Robert J. Samuelson is an op-ed columnist who often has something provocative to say about current events. His column in yesterday’s Post was about the Statistical Abstract of the United States, an annual publication of the Census Bureau. I found it especially stimulating given that we have had our noses buried in Eugene Bardach’s A Practical Guide for Policy Analysis this week.
Bardach says that in defining the problem (step one of The Eightfold Path) one should think in terms of deficit and excess and “quantify if possible.” He also suggests that one’s thesis should consist of hypothesized relationships between two or more variables. Bardach’s Appendix A, for example, is about sentencing laws and rates of cocaine consumption (and drug-related crime).
Samuelson’s piece, meanwhile, could be the source of a number of testable hypotheses. For example, he reports (again, based on the Statistical Abstract of the United States) that the U.S. seems to enjoy the world’s lowest food prices, but to suffer from the highest rates of obesity. Just a coincidence? Maybe. Maybe not.

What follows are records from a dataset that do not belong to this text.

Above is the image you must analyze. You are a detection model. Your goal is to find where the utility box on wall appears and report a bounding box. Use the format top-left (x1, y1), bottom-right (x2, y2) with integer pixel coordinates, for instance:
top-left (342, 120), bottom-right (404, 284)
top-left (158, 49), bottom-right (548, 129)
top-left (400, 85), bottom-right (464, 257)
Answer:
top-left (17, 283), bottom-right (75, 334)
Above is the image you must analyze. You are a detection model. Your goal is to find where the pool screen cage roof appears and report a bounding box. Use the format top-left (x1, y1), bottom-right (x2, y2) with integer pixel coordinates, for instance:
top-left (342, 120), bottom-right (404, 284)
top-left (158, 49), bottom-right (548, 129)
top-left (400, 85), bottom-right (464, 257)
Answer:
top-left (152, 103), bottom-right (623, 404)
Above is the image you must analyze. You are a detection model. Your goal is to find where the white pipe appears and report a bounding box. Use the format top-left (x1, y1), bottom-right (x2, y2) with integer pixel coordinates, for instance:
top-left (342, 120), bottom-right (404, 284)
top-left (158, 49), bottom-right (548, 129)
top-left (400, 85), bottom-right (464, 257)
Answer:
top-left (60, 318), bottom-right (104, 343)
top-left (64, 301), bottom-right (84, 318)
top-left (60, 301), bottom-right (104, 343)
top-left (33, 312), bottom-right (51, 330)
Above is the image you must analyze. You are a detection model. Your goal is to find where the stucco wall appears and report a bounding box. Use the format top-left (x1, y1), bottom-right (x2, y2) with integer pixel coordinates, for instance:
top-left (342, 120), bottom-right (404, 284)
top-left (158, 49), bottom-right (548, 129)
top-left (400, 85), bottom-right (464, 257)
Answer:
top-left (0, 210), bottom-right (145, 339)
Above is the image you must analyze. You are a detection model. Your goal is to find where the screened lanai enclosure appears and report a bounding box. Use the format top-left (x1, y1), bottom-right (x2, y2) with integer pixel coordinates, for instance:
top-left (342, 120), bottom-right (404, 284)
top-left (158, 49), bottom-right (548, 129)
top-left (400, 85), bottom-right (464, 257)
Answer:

Samuelson also finds evidence in the Statistical Abstract that over the past four decades student-teacher ratios have declined dramatically, but that (contrary to everything that we’ve been told by the teachers’ unions) there has been no discernable improvement in standardized test results.
Finally, Samuelson notes that crime rates have declined since the early 1990s, and he speculates that that might be due to “better policing techniques” and/or “tougher sentencing” patterns, from which we might infer that Samuelson has not read Bardach’s Appendix A.
Anyway, I thought this might be helpful to the Glenn Fellows as they ponder the logic of the Research Proposal Worksheet.